Publié le 13 janvier 2026 18:05:00. Une nouvelle étude internationale révèle que le tissu adipeux entourant le côlon n’est pas qu’une réserve d’énergie, mais un organe actif capable d’influencer le système immunitaire et potentiellement de jouer un rôle dans le développement de maladies inflammatoires de l’intestin (MICI).
- Le tissu adipeux omental, situé près du côlon, présente une concentration inhabituellement élevée de cellules inflammatoires et immunitaires.
- Les signaux bactériens provenant de l’intestin peuvent activer les cellules graisseuses, stimulant ainsi le système immunitaire.
- Cette découverte ouvre des perspectives pour mieux comprendre et traiter des affections comme la maladie de Crohn et la colite ulcéreuse.
Longtemps considéré comme un simple stockage de graisses, le tissu adipeux abdominal se révèle être bien plus complexe. Une équipe de chercheurs issus de l’Institut Karolinska (Suède), du Steno Diabetes Center de Copenhague (Danemark) et de l’hôpital Helmholtz de Munich (Allemagne) a analysé différents types de graisse abdominale chez des personnes souffrant d’obésité sévère. Leurs travaux, publiés dans la revue Métabolisme cellulaire, mettent en lumière la diversité fonctionnelle de ces tissus.
L’étude a permis de cartographier cinq types de tissu adipeux, révélant que le tissu omental, qui enveloppe le côlon, se distingue par une forte présence de cellules adipeuses inflammatoires et de cellules immunitaires. Les chercheurs ont observé une interaction étroite entre ces cellules, le système immunitaire local et le microbiome intestinal – l’ensemble des bactéries et micro-organismes présents dans l’intestin.
Le dialogue entre graisses, bactéries et immunité
Jusqu’à présent, la graisse abdominale était perçue comme un ensemble homogène. Or, les résultats de cette recherche démontrent que chaque dépôt de graisse possède des caractéristiques et des fonctions propres. Le tissu épiploïque, en particulier, se caractérise par un grand nombre de cellules liées à l’inflammation et une communication constante avec le système immunitaire.
« Les tissus adipeux ne se contentent pas de stocker de l’énergie, ils fonctionnent également comme un organe actif qui envoie des signaux affectant l’ensemble du corps. Une idée reçue tenace veut que la graisse abdominale soit uniforme, alors qu’en réalité elle est constituée de plusieurs dépôts différents. »
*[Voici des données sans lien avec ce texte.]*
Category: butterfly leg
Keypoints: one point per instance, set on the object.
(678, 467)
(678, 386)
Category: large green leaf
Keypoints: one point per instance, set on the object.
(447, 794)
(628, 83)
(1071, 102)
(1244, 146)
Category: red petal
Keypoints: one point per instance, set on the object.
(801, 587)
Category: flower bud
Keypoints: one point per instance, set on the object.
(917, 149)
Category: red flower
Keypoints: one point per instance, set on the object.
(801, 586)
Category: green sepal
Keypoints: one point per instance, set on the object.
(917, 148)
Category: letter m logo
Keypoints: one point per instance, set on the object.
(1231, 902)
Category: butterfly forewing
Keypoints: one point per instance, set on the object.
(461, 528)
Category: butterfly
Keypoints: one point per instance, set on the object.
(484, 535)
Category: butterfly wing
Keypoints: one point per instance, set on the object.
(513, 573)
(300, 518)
Jiawei Zhong, co-auteur principal de l’étude
Ce « dialogue » entre la graisse entourant le côlon et le système immunitaire semble être en partie orchestré par le microbiome intestinal. L’interaction continue entre les bactéries, les cellules adipeuses et les cellules immunitaires pourrait être essentielle pour maintenir un équilibre inflammatoire dans la région intestinale.
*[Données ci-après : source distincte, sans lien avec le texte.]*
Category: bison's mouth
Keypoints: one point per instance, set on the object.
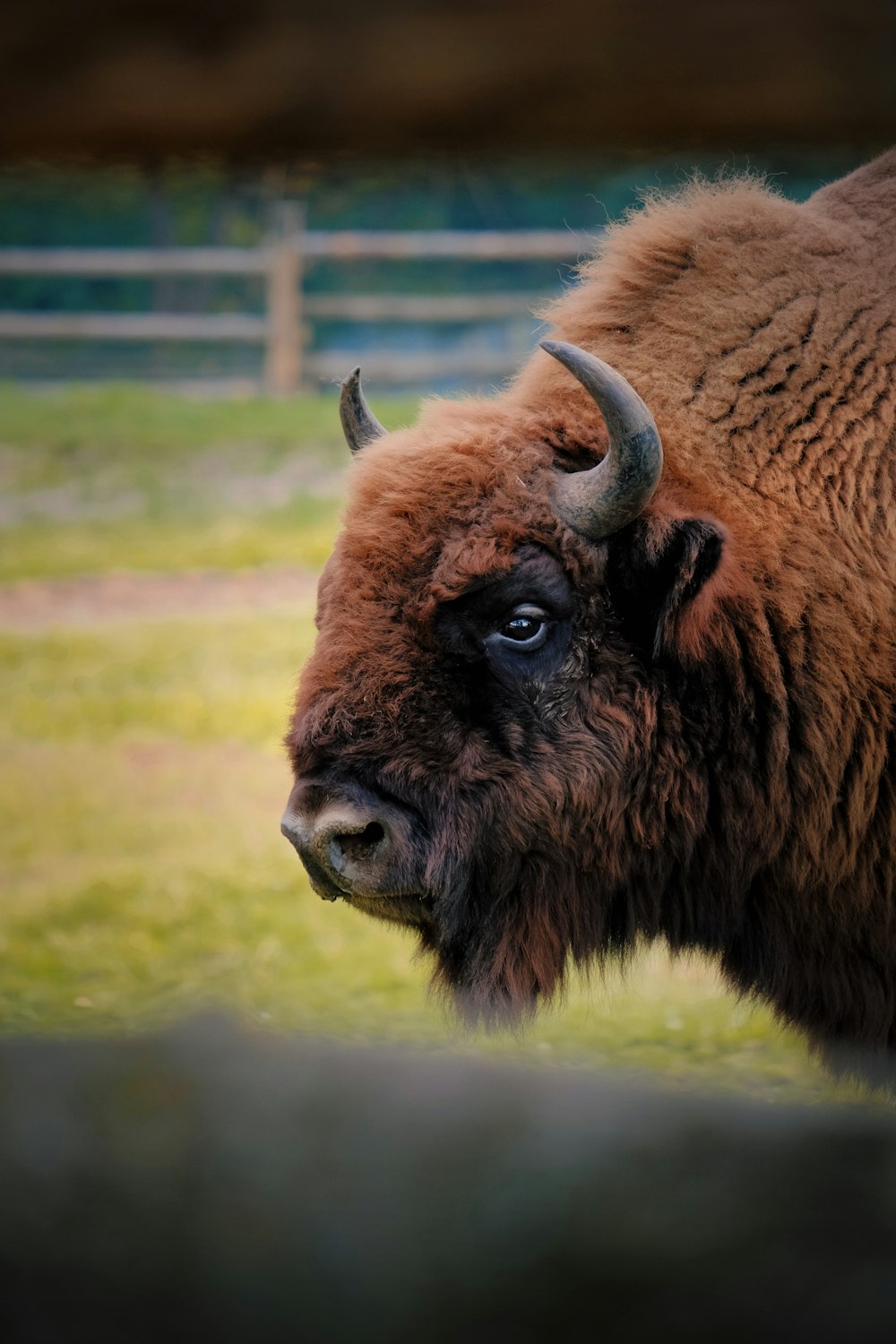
(409, 909)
Bien que l’étude ait été menée sur des personnes obèses, les chercheurs estiment que ses conclusions pourraient avoir des implications plus larges. L’obésité est souvent associée à un état inflammatoire chronique de bas grade, et le tissu adipeux viscéral, notamment celui entourant le côlon, semble jouer un rôle central dans ce processus. La présence de cellules immunitaires dans cette graisse pourrait expliquer pourquoi les personnes obèses présentent un risque accru de maladies inflammatoires et métaboliques.
Prochaines étapes : maladies inflammatoires de l’intestin
L’équipe de recherche prévoit désormais d’étudier plus en détail comment l’interaction entre les cellules adipeuses et immunitaires dans le tissu omental influence les MICI, telles que la maladie de Crohn et la colite ulcéreuse. Ces pathologies, qui touchent des centaines de milliers de personnes, se caractérisent par une inflammation chronique du tube digestif. Il est de plus en plus clair que la graisse entourant le côlon pourrait contribuer à amplifier ou à maintenir cette inflammation en envoyant des signaux aux cellules immunitaires locales.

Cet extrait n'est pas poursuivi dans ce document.